I am a long-term oriented investor and I have always been focusing my investments on value. I purchase stock in companies with a strong brand and wide moat that are selling below their intrinsic value by a significant amount and I hold them in portfolio for as long as they remain undervalued great companies (or to be fair, sometimes also reasonably overvalued). I honestly find this investing strategy to be very simple to manage and rather reliable, and yet the majority of investors just seem to not like it.

I'd therefore like to hear the opinion of those who would define themselves as traders or short-term oriented investors and why they believe they are able to achieve high annualized returns over significantly long time frames (i.e over at least 10 years) by taking advantage of short-term price movements when the evidence available on the topic points, with rather solid arguments, to their randomness.

Below I have copied/pasted an old comment of mine which describes well enough my viewpoint.

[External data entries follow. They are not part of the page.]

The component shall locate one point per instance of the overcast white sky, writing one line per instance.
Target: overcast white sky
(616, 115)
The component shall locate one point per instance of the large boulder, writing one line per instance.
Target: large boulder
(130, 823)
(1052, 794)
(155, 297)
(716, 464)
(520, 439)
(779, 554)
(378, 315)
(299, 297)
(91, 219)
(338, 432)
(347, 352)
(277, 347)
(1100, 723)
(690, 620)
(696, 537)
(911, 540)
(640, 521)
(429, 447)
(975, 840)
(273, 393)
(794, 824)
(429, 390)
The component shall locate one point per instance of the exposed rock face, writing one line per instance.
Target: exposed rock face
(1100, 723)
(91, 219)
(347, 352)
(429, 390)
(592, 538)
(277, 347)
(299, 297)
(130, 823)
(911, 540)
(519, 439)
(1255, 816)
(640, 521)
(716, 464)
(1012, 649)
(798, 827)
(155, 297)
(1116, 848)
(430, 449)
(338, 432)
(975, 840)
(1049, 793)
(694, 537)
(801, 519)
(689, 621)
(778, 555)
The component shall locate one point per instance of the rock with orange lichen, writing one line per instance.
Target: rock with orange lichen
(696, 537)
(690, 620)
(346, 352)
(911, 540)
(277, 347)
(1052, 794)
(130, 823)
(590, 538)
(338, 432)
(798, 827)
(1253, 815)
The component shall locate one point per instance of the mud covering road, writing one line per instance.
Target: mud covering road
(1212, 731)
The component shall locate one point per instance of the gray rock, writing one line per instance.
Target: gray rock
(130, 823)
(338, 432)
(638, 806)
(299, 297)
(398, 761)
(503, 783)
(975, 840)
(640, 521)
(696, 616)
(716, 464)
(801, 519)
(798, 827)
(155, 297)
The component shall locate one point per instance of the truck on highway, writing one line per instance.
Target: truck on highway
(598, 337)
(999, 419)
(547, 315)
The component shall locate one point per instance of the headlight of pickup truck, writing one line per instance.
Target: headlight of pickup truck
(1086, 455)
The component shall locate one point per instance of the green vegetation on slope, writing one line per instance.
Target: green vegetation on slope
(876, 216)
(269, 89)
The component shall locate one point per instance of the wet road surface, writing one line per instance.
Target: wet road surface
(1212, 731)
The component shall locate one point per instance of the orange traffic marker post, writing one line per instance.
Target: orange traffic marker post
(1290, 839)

There are only two ways in which an investor can make money in stock markets: speculating on price movements of securities or purchasing stocks which trade at a significant discount to their intrinsic value (i.e. value investing).

As the plentiful data available suggest, speculating on price movements is a loser's game over the long term for the average Joe. The only proven way of succeeding is by collecting enormous amount of data and analyzing it to find statistical patterns and non-random events in a wide range of markets. And for that, not only do you need the hardware capabilities to store and elaborate such enormous amount of data, you'd also need a team of mathematicians, physicists, signal processing experts and statisticians in order to create complex mathematical models. See James Simons for more.

And phenomenal quant traders aside, if we look at those who are considered the most successful traders of all time, they have all made money by betting big on events that had an extremely high likelihood of materializing (e.g. the 1992 Sterling crisis, the subprime mortgage crisis), not by betting on stocks going up/down because “the candles says so”.

In my opinion, retail investors who claim to be successful at it are the equivalent of those who, at a coin-flipping contest, flip a coin and successfully call their flips 50 times in a row. It's luck, no one should think it is skills.